Parmi les signataires, se trouve notamment Naser Khader,
un ancien membre du Parlement danois, d'origine syrienne, qui y a créé
une association «des démocrates musulmans» pendant la crise des
caricatures de 2006. Aujourd'hui chercheur au Hudson Institute de
Washington, Khader est bien placé pour mesurer la gravité du défi qui se
pose à l'Occident et à l'ensemble du monde musulman. Il a été très
actif après 2006 au Danemark pour défendre le point de vue des musulmans
laïcs contre la domination médiatique des radicaux islamistes. «J'en
avais marre de leur monopole sur ce que doit être l'islam, c'était
toujours eux que les journalistes allaient interviewer dans les
mosquées, mais nous, les musulmans laïcs, avons notre mot à dire.» Il
connaissait très bien les journalistes de Charlie Hebdo pour
avoir témoigné à leur procès et aussi reçu un prix de la laïcité de la
Mairie de Paris, dans le jury duquel figuraient presque tous les
journalistes de Charlie.
La démocratie doit venir avant la religion
«J'ai
essayé de créer des ponts. Ce que j'ai toujours expliqué aux musulmans,
c'est que les Danois n'aiment pas ceux qui haïssent la liberté. Mais si
vous êtes pour la liberté, vous serez toujours bien accueilli. Le fossé
n'est donc pas entre promusulmans et antimusulmans, mais entre
démocrates et antidémocrates», affirme Khader. «La démocratie doit venir
avant la religion comme principe organisateur de la société», ajoute
cet homme qui reçoit régulièrement des menaces de mort.
Naser
Khader sait que seulement 20 % des musulmans danois sont d'accord avec
lui, selon un sondage réalisé il y a quelques années. Mais il insiste
pour qu'«une bataille s'engage à l'intérieur de la maison islam» afin
que prévalent ces idées. «Pour moi, les islamistes radicaux sont les
nazis de l'islam. Les gens les mieux placés pour les combattre sont les
musulmans, nous devons être en première ligne. Actuellement, mon camp
est petit, de même que celui des extrémistes, et au milieu il y a 80 %
de gens passifs et silencieux, qu'il faut convaincre de nous rejoindre
pour mener cette révolution», analyse l'ancien député, soulignant que
pas un religieux n'a signé son appel pour l'instant.

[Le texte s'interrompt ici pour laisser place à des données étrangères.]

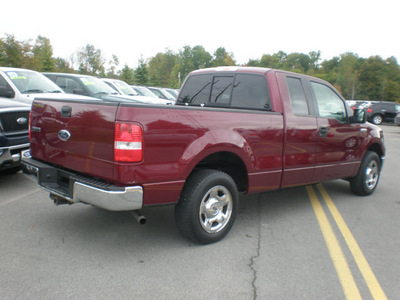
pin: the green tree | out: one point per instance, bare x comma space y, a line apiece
62, 66
372, 77
11, 52
90, 61
348, 73
141, 74
43, 55
113, 64
160, 68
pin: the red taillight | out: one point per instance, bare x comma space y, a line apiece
29, 126
128, 142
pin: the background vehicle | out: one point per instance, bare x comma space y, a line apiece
122, 88
397, 119
14, 134
144, 91
161, 93
24, 85
233, 130
86, 85
381, 111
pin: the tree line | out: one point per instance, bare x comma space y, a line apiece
372, 78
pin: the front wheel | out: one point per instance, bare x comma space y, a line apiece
366, 181
207, 207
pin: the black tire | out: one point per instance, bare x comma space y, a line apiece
377, 119
207, 207
366, 181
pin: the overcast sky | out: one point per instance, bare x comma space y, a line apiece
247, 28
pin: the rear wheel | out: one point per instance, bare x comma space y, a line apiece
366, 181
207, 207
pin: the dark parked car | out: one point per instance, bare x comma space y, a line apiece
382, 111
14, 134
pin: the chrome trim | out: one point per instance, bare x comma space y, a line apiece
125, 199
129, 199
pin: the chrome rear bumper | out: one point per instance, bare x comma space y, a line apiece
76, 188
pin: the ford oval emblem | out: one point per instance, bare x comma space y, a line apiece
64, 135
22, 121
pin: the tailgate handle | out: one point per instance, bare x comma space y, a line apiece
66, 111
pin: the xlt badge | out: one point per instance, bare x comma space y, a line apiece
64, 135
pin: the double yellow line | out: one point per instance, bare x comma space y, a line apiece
342, 268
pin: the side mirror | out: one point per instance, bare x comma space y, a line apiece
359, 116
6, 92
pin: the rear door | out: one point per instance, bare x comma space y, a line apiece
338, 141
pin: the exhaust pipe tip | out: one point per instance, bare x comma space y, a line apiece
139, 217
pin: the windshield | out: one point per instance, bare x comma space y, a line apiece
96, 86
125, 88
32, 82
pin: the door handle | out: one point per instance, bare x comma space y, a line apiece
323, 131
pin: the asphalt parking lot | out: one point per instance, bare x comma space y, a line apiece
316, 242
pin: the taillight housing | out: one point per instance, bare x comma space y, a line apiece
128, 142
29, 126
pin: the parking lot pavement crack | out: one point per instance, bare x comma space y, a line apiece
257, 253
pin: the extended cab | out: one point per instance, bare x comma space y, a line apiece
233, 130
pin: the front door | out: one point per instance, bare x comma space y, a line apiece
338, 141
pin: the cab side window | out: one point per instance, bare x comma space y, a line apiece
196, 90
250, 92
221, 89
330, 105
297, 97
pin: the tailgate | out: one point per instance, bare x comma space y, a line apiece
77, 135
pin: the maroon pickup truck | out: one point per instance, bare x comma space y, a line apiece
233, 130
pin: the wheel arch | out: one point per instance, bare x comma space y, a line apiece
227, 162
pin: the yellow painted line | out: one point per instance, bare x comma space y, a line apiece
365, 269
342, 268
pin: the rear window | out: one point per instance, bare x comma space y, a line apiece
196, 90
245, 91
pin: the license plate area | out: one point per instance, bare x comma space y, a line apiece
56, 180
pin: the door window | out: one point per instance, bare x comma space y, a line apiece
297, 97
330, 105
250, 92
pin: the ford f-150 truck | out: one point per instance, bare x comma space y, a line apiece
14, 136
232, 130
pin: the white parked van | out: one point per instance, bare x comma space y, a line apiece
24, 85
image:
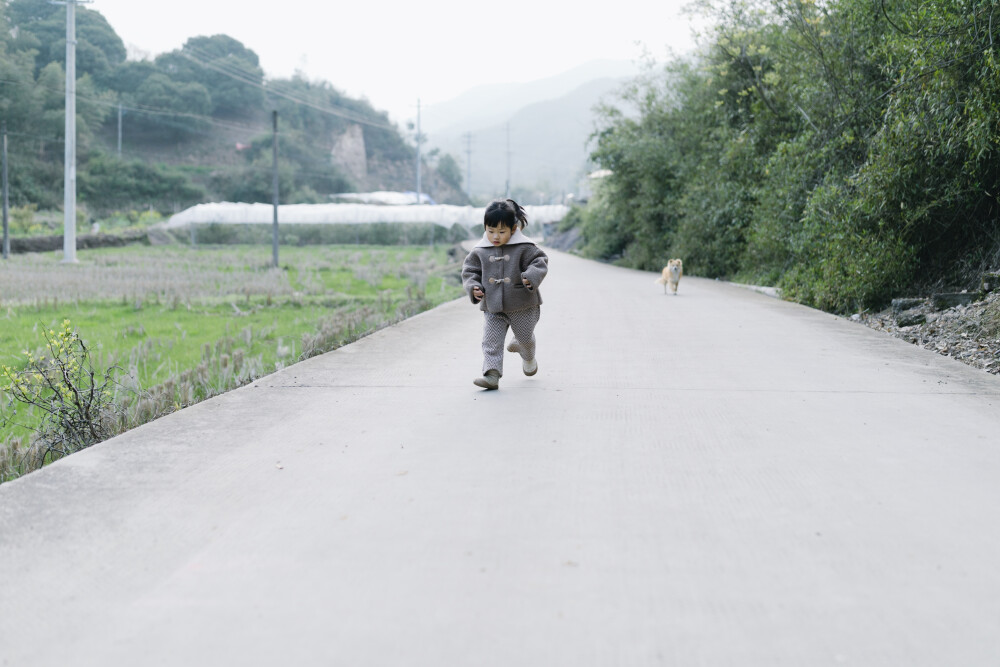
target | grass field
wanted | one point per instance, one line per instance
(181, 324)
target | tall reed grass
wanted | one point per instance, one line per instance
(179, 325)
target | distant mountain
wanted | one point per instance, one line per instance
(549, 123)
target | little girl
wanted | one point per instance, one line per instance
(502, 275)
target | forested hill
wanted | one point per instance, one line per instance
(195, 124)
(845, 150)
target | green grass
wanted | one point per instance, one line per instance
(167, 315)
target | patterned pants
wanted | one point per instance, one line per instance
(521, 322)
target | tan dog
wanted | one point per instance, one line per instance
(672, 273)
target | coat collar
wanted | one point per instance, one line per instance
(516, 237)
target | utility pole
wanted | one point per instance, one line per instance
(468, 165)
(274, 151)
(418, 151)
(69, 166)
(507, 190)
(6, 199)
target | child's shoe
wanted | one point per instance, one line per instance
(529, 367)
(491, 380)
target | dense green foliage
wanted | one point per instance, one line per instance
(845, 150)
(206, 104)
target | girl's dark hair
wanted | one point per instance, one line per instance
(504, 213)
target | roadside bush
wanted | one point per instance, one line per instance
(60, 397)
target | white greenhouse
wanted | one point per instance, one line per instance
(226, 213)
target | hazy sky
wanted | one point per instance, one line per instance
(394, 52)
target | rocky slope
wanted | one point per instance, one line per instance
(968, 332)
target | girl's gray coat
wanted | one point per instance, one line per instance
(498, 270)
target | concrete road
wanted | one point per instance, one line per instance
(716, 478)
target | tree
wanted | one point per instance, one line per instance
(99, 49)
(224, 67)
(449, 171)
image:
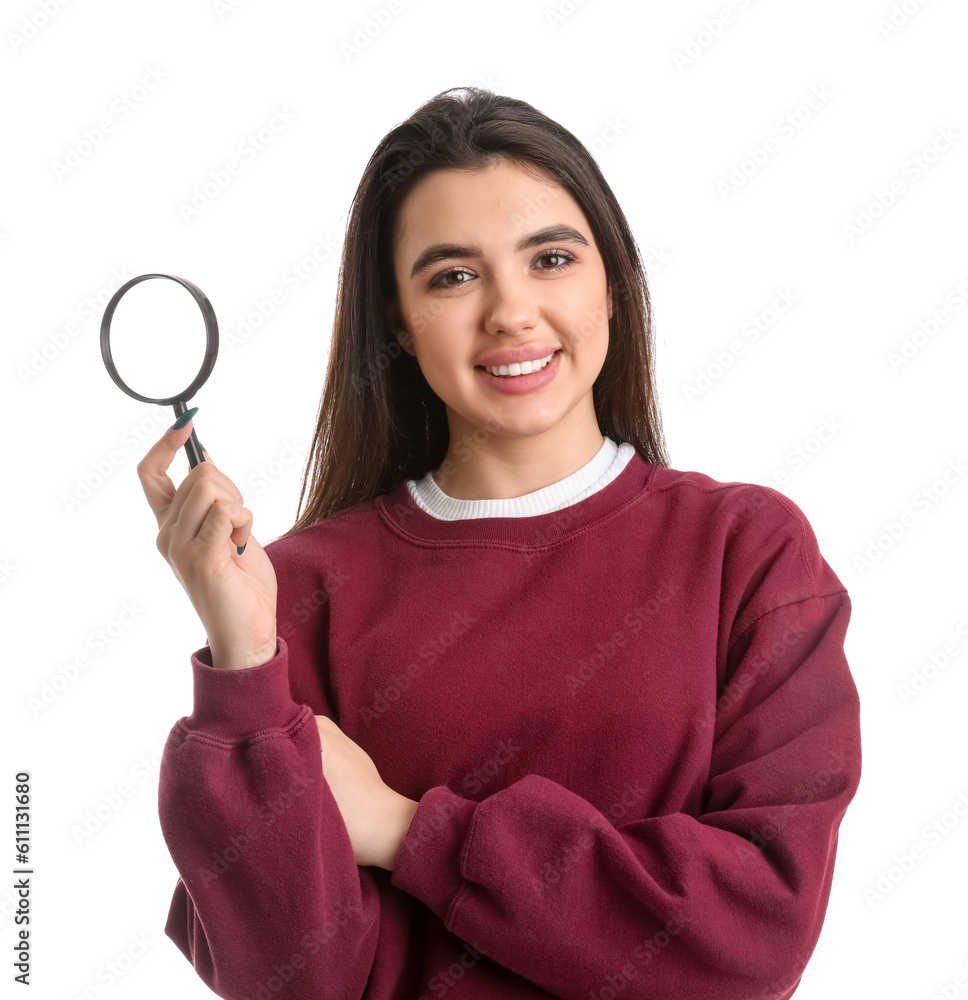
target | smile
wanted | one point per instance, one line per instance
(525, 368)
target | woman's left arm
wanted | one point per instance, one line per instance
(729, 903)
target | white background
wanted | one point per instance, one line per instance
(667, 136)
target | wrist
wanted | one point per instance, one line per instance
(226, 658)
(403, 813)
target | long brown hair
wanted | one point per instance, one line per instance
(379, 422)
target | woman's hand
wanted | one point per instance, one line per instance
(377, 818)
(200, 525)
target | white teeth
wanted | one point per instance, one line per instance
(524, 368)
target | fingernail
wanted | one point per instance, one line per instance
(184, 418)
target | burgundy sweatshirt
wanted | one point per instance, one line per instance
(629, 723)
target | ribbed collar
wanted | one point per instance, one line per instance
(600, 470)
(404, 515)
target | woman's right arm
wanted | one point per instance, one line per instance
(270, 901)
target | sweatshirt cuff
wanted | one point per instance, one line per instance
(428, 866)
(235, 703)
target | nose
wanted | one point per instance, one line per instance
(511, 303)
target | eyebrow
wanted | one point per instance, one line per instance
(444, 251)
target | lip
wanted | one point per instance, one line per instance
(517, 355)
(518, 384)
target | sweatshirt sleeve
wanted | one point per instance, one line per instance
(728, 903)
(270, 900)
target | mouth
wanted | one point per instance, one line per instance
(518, 370)
(521, 384)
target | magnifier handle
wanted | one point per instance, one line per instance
(192, 449)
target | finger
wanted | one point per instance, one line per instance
(152, 470)
(224, 521)
(160, 491)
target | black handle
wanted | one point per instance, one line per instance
(192, 449)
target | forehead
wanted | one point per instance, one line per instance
(497, 203)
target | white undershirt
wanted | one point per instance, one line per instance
(597, 473)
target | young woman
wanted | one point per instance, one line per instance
(514, 709)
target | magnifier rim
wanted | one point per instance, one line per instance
(211, 340)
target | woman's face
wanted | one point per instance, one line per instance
(496, 266)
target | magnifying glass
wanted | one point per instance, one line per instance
(157, 328)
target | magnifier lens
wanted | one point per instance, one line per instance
(157, 337)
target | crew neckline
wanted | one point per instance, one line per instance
(596, 473)
(403, 515)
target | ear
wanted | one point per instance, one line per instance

Naser Khader affirme qu'Obama et Hollande«n'aident
pas» en répétant sans cesse que les terroristes n'ont rien à voir avec
l'islam. «Je ne suis pas d'accord. C'est l'islam aussi. En refusant de
le reconnaître, les Occidentaux ne nous rendent pas service, à nous les
musulmans démocrates. Car comment se battre si on n'identifie pas
clairement l'ennemi?» Naser Khader se dit en revanche favorablement
impressionné par les récentes déclarations du président égyptien al-Sissi qui
a appelé à une révolution dans l'islam. «Il faut qu'il aille plus loin,
dit-il. Qu'il explique qu'on ne peut continuer de tolérer que les juifs
soient traités de singes et les chrétiens de cochons dans les mosquées
égyptiennes.» «Il est très important que le pouvoir politique donne
l'exemple, car les grands centres théologiques comme l'université
al-Azar ne bougeront que s'ils se sentent soutenus», conclut Khader.